TLDR: In this paper, the authors presented the estimation of ecosystem carbon stock in the Sundarbans using a large scale data set collected from systematic grid samples throughout the forest, and the results revealed that no matter whether the mangroves are tall or dwarf, a significant amount of carbon is stored into the sediment.

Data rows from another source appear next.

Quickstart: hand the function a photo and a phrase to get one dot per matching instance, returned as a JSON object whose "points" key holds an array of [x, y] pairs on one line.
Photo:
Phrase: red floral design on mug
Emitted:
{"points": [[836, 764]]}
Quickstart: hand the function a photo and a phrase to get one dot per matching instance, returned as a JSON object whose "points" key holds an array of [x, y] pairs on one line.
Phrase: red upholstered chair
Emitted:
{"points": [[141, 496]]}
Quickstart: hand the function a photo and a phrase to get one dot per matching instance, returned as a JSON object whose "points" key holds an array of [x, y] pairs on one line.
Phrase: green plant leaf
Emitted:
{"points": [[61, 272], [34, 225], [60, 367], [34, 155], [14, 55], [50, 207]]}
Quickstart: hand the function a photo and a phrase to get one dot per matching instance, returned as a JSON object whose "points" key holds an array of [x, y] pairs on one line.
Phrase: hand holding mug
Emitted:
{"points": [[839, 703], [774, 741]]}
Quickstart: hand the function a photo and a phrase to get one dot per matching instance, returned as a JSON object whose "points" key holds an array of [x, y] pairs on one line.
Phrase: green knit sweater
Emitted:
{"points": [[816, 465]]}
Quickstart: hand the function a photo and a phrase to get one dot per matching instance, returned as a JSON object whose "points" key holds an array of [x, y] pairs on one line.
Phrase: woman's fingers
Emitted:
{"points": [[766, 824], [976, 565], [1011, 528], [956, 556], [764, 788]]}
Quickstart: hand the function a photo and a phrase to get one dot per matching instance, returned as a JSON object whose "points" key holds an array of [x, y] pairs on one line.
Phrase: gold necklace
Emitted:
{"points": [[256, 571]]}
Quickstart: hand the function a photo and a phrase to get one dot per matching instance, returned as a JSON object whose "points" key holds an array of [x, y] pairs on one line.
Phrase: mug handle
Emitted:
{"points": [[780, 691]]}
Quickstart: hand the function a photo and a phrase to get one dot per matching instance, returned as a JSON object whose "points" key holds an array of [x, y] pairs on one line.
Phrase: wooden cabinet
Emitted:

Abstract: The Sundarbans (21o30′–22o30′ N and 89o00′–89o55′ E) is the largest mangrove forest in the world. Forests are very important for sequestering atmospheric carbon and mangroves are amongst the most efficient in carbon sequestration. This study presents the estimation of ecosystem carbon (above- and belowground) stock in the Sundarbans using a large scale data sets collected from systematic grid samples throughout the forest. The variation of carbon stock in different vegetation types and in different salinity zones in Sundarbans was investigated. The relationships between carbon stock and different vegetation functional attributes (basal area, mean tree height, crown coverage etc.) were also investigated. The amount of carbon stored varied significantly among vegetation types, salinity zones and vegetation functional attributes (P < 0.05). Sundri (Heritiera fomes) dominated forest types store more ecosystem carbon (360.1 ± 22.71 Mg C ha−1) than other vegetation types. The fresh water zone shows the highest ecosystem carbon stock (336.09 ± 14.74 Mg C ha−1) followed by moderate and strong salinity zones. Salinity was found to enhance belowground carbon stock as revealed by the lowest proportion of belowground carbon stock (57.2 %) with respect to ecosystem carbon in fresh water zone and by the highest (71.9 %) in strong salinity zone. The results also reveal that no matter whether the mangroves are tall or dwarf, a significant amount of carbon is stored into the sediment. The vegetation attributes (basal area and mean tree height) of the dominant mangrove species in each vegetation type were identified as the key indicator of ecosystem carbon stock. We recommended some generalized regression equations to predict ecosystem carbon stock from basal area or mean tree height.